De acordo com a GM, esse desgaste era provocado pelo uso de óleo inadequado ou fora das especificações recomendadas. Para resolver a situação, a Chevrolet adotou algumas medidas: trocar o fornecedor da correia, reforçar a orientação de que o motor deve utilizar exclusivamente óleo 0W20 com certificação Dexos, e ampliar a garantia da correia para 15 anos. A Chevrolet também reforça que a correia banhada a óleo exige menos manutenção e, desde que todas as revisões sejam feitas corretamente, a substituição do componente só é necessária aos 240 mil quilômetros. O Chevrolet Sonic utiliza a mesma tecnologia. Segundo a GM, o modelo já sai de fábrica equipado com essa nova correia e deve seguir as mesmas recomendações.
Preço promocional
Quando o Chevrolet Sonic foi anunciado, o preço inicial era de pouco menos de R$ 129.990 para a versão Premier e de quase R$ 135.990 para a versão RS. Logo depois, esse valor passou a aparecer com um asterisco no site da montadora. Ao montar o Chevrolet Sonic no configurador, os preços são diferentes: a versão Premier custa R$ 134.990, enquanto a RS chega a R$ 140.990. Nos termos e condições do preço promocional, é possível verificar que o financiamento precisa ser feito por um banco específico, além da exigência de condições de entrada, parcelas ou da entrega de um veículo na troca. Portanto, o preço efetivo do Chevrolet Sonic é o que aparece no configurador do site. A condição promocional está em vigor até o dia 31 de julho de 2026.

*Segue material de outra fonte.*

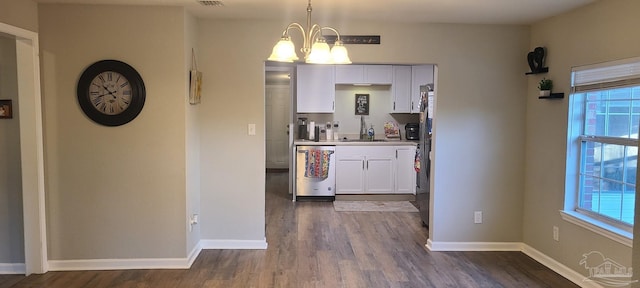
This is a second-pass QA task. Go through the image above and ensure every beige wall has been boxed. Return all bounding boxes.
[184,13,201,253]
[0,35,24,263]
[199,19,529,242]
[0,0,38,32]
[523,0,640,280]
[39,5,188,260]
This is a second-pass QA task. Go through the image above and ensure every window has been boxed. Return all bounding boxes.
[565,58,640,236]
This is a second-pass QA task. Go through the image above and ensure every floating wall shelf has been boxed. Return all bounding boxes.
[538,93,564,99]
[524,67,549,75]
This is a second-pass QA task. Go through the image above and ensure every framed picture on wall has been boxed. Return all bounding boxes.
[0,100,13,119]
[356,94,369,115]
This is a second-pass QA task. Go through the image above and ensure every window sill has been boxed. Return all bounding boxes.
[560,210,633,247]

Pedido é diferente de venda
Outro ponto importante envolve a divulgação de "recordes de vendas". A GM divulgou que o Sonic alcançou 14 mil pedidos. No entanto, os números oficiais de vendas divulgados nos relatórios da Fenabrave consideram os emplacamentos. Foram vendidos naquele mês 2.778 Sonic. O número divulgado pela empresa corresponde às reservas ou intenções de compra feitas pelos consumidores. A reportagem do g1 entrou em contato com o Procon de São Paulo para entender a prática das campanhas de pré-vendas das montadoras. Segundo a entidade, a pré-venda pode ser equiparada a um pré-contrato entre as partes. Especificamente quanto às compras de carro feitas fora da concessionária física, o Código de Defesa do Consumidor prevê a possibilidade de desistência da compra em até sete dias.
Preço dos acessórios
A Chevrolet estreou no Sonic o desenho da sua nova "gravatinha". O SUV também trouxe a novidade do logo iluminado na grade dianteira, que não vem de série e custa R$ 800. Os adesivos em preto e vermelho nos para-lamas são mais R$ 698. Para seguir essa identidade nas rodas, o preço é de R$ 390. No para-choque dianteiro, os filetes custam R$ 850. A iluminação customizável em LED para cabine custa R$ 1.163. Soleiras de porta com o logo Sonic custam mais R$ 447. Na versão Premier, a cor de série é o azul; branco custa R$ 950 e prata, cinza, preto e vermelho custam R$ 1.800. No Sonic RS, a cor que vem sem custo é a preta; por R$ 950 dá para levar branco; vermelho e cinza custam R$ 1.800.
Promoção na conectividade
O Sonic tem uma nova configuração dos serviços conectados da Chevrolet. Os modelos equipados com o sistema OnStar passam a sair de fábrica com o plano Basics incluído por oito anos. Entre as funções disponíveis estão acesso ao aplicativo myChevrolet, diagnósticos remotos, localização do veículo e comandos à distância. Quem quiser ampliar os recursos pode contratar o plano OnStar Protect, que acrescenta atendimento de segurança e emergência 24 horas. A promoção de gratuidade vale por 1 mês e tem mais dois meses após registro de cartão de crédito. Em julho de 2026, os preços mensais do OnStar são R$ 104,90 pelo pacote Connect e R$ 124,90 pelo pacote Protect. O combo Protect&Connect sai por R$ 149,90.